With a collection of documents, vindicated by the HSBC UK investigation, and plenty of colleagues willing to testify, Ameen has prepared a strong case, and it seems that word has reached management as a former colleague recently called Ameen to warn him saying: “Take care, they are planning a dirty move, and they are going to claim you are a drug addict. On Friday, someone wrote on my wall: ‘Did you forget to mention you were a drug addict and you smoke drugs on premises with your team?’” The post seemed to have come from a fake account using the name of one of his friends on Facebook, but with no pictures and no activity. The account has since been deleted, but not before Ameen took a screenshot and posted it on his wall.
It will be hard to prove that the HSBC Bank Egypt were behind the slanderous post, but then again, discrediting an employee by calling them a drug addict is a classic Egyptian move, often used to discredit anyone making accusations against superiors. However, the ever-vigilant Ameen has not been deterred from seeking justice and advises anyone in a similar situation to, “always do the right thing, and do not hesitate to speak up, if you let the corruption grow, it will get to you one way or another. Speak up, and prepare yourself for the worse because those people don’t play fair. They play very dirty so be safe and whatever documents you have to prove your claims, prepare them by making sure to cover all the specifics.”
Whether the case goes to trial or not, Ameen has already managed to stand out as a rarity in a country plagued by corruption.
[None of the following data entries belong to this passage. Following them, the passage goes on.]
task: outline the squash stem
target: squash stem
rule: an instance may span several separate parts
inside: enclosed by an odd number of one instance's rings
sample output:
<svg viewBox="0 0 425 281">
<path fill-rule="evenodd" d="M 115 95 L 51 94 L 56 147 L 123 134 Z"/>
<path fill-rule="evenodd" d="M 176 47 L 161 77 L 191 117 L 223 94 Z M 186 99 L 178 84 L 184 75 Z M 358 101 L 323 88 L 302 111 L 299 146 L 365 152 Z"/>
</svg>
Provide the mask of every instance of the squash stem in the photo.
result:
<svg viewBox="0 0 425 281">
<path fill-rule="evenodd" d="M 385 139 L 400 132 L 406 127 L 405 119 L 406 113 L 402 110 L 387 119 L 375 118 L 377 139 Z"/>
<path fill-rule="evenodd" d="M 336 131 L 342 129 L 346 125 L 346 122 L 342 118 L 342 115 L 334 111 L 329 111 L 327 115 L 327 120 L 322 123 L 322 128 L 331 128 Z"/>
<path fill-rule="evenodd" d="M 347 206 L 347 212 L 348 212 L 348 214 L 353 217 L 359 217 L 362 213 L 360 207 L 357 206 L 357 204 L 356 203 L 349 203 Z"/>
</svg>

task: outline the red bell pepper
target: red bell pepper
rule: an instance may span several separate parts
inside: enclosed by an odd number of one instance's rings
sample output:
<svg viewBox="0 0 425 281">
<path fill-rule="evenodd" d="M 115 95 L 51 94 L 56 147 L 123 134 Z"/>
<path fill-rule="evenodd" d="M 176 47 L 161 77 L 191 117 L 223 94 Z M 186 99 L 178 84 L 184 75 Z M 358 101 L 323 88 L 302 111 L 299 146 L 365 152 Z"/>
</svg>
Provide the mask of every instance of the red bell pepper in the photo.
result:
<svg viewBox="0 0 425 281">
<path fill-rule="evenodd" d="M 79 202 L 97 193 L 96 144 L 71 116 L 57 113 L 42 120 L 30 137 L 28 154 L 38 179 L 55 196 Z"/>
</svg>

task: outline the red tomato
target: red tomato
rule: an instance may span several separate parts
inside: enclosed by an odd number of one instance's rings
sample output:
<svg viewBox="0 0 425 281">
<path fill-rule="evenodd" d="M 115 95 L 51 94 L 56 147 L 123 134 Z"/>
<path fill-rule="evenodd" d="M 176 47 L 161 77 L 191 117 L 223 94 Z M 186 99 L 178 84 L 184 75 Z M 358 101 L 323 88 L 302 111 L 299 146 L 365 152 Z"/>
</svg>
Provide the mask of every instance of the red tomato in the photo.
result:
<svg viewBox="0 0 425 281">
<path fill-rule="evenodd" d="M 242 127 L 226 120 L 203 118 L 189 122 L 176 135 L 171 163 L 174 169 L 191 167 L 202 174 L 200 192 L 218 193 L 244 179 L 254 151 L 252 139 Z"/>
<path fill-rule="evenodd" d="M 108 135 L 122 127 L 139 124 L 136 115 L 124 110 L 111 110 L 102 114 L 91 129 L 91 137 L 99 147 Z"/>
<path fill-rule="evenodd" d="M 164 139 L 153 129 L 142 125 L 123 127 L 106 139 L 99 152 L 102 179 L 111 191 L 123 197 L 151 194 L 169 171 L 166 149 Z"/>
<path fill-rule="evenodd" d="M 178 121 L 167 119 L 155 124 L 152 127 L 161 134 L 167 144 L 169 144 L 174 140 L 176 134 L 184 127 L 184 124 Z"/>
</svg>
Hopefully, Egyptians will take note and be inspired by Ameen’s bravery, because although this case surrounds HSBC Egypt Bank, it is indicative of a larger problem inflicting the nation. Egyptian officials often point to a few bad apples, claiming they are responsible for spoiling the branch of government or enterprise, and yet, the ones who end up penalised or removed are not the bad apples, but the ones who spotted them. Removing the bad apples from society will not happen until the country, or in this case, the company protects those brave enough to speak up.